At the least, it’s annoying to find yourself slowing down in traffic because some twit is tweeting on his or her blackberry—and driving 20 to 50 percent below the posted speed limit.
Or to watch as some poor sales person is trying to serve a texter. Even though the texter has invested time in waiting for the service, he or she is usually so engaged in the Blackberry or iPhone conversation that he has no attention for the person who’s trying to help him.
At the most, it’s downright frightening to think of what could happen. OK—the girl who was foolish enough to tweet on laptop in the bathtub—and plug it in for extra power—was probably an exception. But what about the girl in Toronto who got run over while texting, or the train conductors in California and Boston who were too busy texting to attend to the safety of the passengers in their care. And let’s not forget the recent research suggesting the dangers caused by cell phones in cars.
I know; I sound like an old fogey. But I have a right.
And it’s not because I’m approaching that age.
It’s because I’m increasingly the person who’s behind the texter and cell phone user who’s not only annoying the crap out of me, but also risking his or her own life and the life of those around him or her.

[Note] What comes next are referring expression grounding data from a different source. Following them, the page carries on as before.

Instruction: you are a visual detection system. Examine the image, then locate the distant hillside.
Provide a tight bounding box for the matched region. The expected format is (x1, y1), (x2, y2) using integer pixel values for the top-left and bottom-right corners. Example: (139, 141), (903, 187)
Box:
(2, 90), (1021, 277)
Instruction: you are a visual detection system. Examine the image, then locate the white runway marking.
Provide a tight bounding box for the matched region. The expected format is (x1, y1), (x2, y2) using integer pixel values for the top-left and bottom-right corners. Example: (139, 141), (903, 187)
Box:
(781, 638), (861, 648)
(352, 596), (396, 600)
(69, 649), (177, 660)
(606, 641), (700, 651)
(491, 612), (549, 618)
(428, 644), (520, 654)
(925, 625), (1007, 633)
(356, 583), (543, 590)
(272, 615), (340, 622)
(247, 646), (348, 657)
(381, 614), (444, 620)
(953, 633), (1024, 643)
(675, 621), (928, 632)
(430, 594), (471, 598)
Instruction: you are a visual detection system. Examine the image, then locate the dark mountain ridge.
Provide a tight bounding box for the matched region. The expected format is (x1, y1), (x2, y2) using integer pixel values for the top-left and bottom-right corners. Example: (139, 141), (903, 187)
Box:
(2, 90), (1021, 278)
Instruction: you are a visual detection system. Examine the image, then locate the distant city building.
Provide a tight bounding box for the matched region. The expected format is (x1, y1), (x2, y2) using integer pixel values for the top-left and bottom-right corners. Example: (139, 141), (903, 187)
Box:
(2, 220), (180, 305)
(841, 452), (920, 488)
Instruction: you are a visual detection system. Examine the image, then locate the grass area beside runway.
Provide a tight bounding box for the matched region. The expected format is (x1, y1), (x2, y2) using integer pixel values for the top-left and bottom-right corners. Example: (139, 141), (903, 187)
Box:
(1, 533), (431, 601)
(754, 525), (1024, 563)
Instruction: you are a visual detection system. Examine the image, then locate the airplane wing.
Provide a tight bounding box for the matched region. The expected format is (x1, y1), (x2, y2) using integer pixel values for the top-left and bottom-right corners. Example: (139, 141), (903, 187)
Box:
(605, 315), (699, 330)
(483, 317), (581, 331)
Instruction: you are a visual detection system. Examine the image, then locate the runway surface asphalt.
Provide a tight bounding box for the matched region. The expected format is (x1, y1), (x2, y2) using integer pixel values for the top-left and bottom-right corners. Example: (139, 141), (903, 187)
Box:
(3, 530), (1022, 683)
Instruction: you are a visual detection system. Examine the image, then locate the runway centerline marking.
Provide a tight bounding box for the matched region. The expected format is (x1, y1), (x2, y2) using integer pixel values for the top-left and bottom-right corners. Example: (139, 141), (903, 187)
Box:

And what for? Multitasking and getting more things done? The research on multitasking is starting to come in and it’s not validating the practice.
To be honest, I don’t know what’s so urgent that we have to communicate with all of these people all of the time. All I can think of is a Seinfeld card I bought years ago, saying something to the effect, “The reason for the cell phone, fax, e-mail, and pager is that we have nothing to talk about, but we have to do so right away.”